As part of a larger and more complex body of code, I am running into a dplyr / local data frame challenge. As the simplified example per below shows, the code includes a basic type of subsetting that works in base R:
#creation of data frame
dat=data.frame(group=c(rep(c("a","b","c","d"),2)),value=(seq(1,8,1)))
othergroup=dat[dat[,"group"]==dat[2,"group"],]
othergroup
This gives the desired answer:
group value
2 b 2
6 b 6
#loading dplyr
require(dplyr)
othergroup=dat[dat[,"group"]==dat[2,"group"],]
othergroup #still works
After just loading dplyr, all still works. However, after I run a dplyr operation, then a local data frame is created that no longer allows similar subsetting.
#pro-forma dplyr operation
dat = dat %>%
group_by(group)
othergroup=dat[dat[,"group"]==dat[2,"group"],] #error message
Error in Ops.data.frame(dat[, "group"], dat[2, "group"]) :
‘==’ only defined for equally-sized data frames
I understand that one can use the select function in dplyr, but I would like to re-use some existing code. Is there a way to coerce a dplyr generated "local data frame" back into a regular data frame?
只要这样做:
othergroup = dat[dat$group == dat$group[2],]

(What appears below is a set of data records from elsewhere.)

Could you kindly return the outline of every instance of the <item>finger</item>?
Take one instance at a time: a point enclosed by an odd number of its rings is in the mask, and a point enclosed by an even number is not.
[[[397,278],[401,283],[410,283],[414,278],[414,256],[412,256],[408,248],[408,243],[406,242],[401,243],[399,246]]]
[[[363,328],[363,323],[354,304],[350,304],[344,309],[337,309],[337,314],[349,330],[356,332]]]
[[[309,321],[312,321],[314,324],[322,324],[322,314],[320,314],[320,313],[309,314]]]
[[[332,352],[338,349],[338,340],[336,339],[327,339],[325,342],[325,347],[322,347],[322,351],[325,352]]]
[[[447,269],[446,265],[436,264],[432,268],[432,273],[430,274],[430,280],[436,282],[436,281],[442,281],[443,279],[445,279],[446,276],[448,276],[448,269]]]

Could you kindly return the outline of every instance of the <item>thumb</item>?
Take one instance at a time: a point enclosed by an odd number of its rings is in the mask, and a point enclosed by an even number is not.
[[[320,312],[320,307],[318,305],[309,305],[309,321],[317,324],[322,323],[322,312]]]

Once you group the data frame it becomes a tibble
object. One of the features of a tibble
is that when you subset it (eg dat[2,"group"]
), it always returns a tibble
. So dat[,"group"]==dat[2,"group"]
is comparing the whole tibble/data.frame. Not what you want.
If you have lots of this kind of sub-setting in old code and you don't want to change your old code, convert the tibble back to a data frame: dat=as.data.frame(dat)
.
Otherwise, Tatiana's solution works well.